Derine vur!
Vur birkez daha!
İtip kakala, parçala bu yüreği!
Bu eza da neyin nesi uçları körelmiş oklarla?
Neyi dikizliyorsun yine yorgun düşmedin mi insana verdiğin ezadan,
Eziyet etmekten haz alan tanrı şimşeği gözlerle?
Öldürmek değil istediğin, yalnızca zulüm, zulüm!
Maksadın ne – beni üzmek mi?
Sen, eziyet etmekten haz(zevk) alan meçhul tanrı…
Kim ısıtır beni bir daha, kim sever?
Gizlice sokuluyorsun, sürüne sürüne böylesi bir gece yarısında.
Nedir istediğin?
Oyuncu : (Kendi kendine konuşur.)
Tanrı her istediğimizi duyuyorsa bu kıskançlık ve ihtiras niye?

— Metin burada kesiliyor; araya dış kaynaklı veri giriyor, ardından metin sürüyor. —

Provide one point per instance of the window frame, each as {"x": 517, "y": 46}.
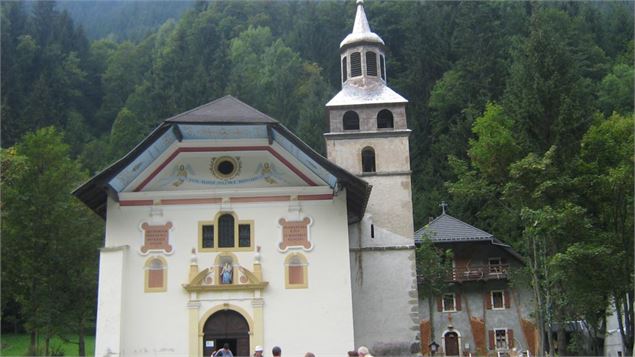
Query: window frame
{"x": 494, "y": 268}
{"x": 347, "y": 117}
{"x": 374, "y": 160}
{"x": 369, "y": 67}
{"x": 237, "y": 224}
{"x": 344, "y": 69}
{"x": 504, "y": 330}
{"x": 388, "y": 121}
{"x": 444, "y": 309}
{"x": 491, "y": 294}
{"x": 353, "y": 60}
{"x": 146, "y": 273}
{"x": 305, "y": 271}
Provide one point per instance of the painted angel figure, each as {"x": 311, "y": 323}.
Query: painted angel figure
{"x": 226, "y": 274}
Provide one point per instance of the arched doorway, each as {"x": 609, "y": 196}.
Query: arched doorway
{"x": 226, "y": 326}
{"x": 451, "y": 344}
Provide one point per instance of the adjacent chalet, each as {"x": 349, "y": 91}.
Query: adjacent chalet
{"x": 479, "y": 313}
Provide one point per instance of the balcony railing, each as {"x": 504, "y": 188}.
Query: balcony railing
{"x": 479, "y": 272}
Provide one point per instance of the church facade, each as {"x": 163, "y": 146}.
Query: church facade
{"x": 223, "y": 227}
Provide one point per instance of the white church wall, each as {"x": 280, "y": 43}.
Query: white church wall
{"x": 318, "y": 318}
{"x": 386, "y": 309}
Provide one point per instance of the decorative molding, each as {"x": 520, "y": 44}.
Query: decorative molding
{"x": 368, "y": 134}
{"x": 179, "y": 150}
{"x": 119, "y": 248}
{"x": 394, "y": 173}
{"x": 385, "y": 248}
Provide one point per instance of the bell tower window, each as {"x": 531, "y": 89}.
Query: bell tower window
{"x": 351, "y": 120}
{"x": 368, "y": 160}
{"x": 344, "y": 70}
{"x": 385, "y": 119}
{"x": 383, "y": 67}
{"x": 356, "y": 64}
{"x": 371, "y": 64}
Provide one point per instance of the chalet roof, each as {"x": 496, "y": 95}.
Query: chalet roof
{"x": 448, "y": 229}
{"x": 203, "y": 123}
{"x": 223, "y": 110}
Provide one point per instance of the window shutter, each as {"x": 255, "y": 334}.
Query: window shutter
{"x": 507, "y": 298}
{"x": 510, "y": 338}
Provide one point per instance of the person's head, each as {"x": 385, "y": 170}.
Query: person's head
{"x": 362, "y": 351}
{"x": 276, "y": 351}
{"x": 258, "y": 351}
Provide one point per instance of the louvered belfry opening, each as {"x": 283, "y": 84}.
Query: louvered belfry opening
{"x": 371, "y": 63}
{"x": 356, "y": 64}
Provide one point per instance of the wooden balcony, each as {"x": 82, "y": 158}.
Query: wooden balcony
{"x": 479, "y": 272}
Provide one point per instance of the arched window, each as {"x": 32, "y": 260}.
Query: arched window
{"x": 155, "y": 275}
{"x": 368, "y": 160}
{"x": 356, "y": 64}
{"x": 226, "y": 231}
{"x": 385, "y": 119}
{"x": 351, "y": 120}
{"x": 382, "y": 63}
{"x": 371, "y": 64}
{"x": 344, "y": 70}
{"x": 296, "y": 272}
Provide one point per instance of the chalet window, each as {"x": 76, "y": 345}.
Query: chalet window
{"x": 501, "y": 338}
{"x": 495, "y": 265}
{"x": 368, "y": 160}
{"x": 385, "y": 119}
{"x": 350, "y": 120}
{"x": 344, "y": 70}
{"x": 356, "y": 64}
{"x": 449, "y": 303}
{"x": 371, "y": 64}
{"x": 383, "y": 67}
{"x": 498, "y": 299}
{"x": 296, "y": 272}
{"x": 155, "y": 275}
{"x": 225, "y": 233}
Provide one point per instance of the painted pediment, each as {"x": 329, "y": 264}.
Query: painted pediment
{"x": 205, "y": 168}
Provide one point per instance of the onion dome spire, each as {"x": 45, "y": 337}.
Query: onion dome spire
{"x": 361, "y": 30}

İnsanlığın yüz karası olacak senin bu düşünüşlerin…
(Güler )
Haha!
Gizlice sokuluyorsun, sürüne sürüne böylesi bir gece yarısında…
Nedir istediğin?
(Ses yükselir…)
Nedir istediğin?
–Ağlamaklı bir yakarıdan daha çok anlatımsal olmalı —
Konuş!
İtip kakıyorsun beni, sıkıp sıkıştırıyor.
Ha! yakınsın hemde çok!
Duyuyorsun soluğumu, kulak misafiri oluyorsun yüreğime…
(Seslenerek)
Sen ey kıskanç! Hal bu iken bende; bu kıskançlık niye?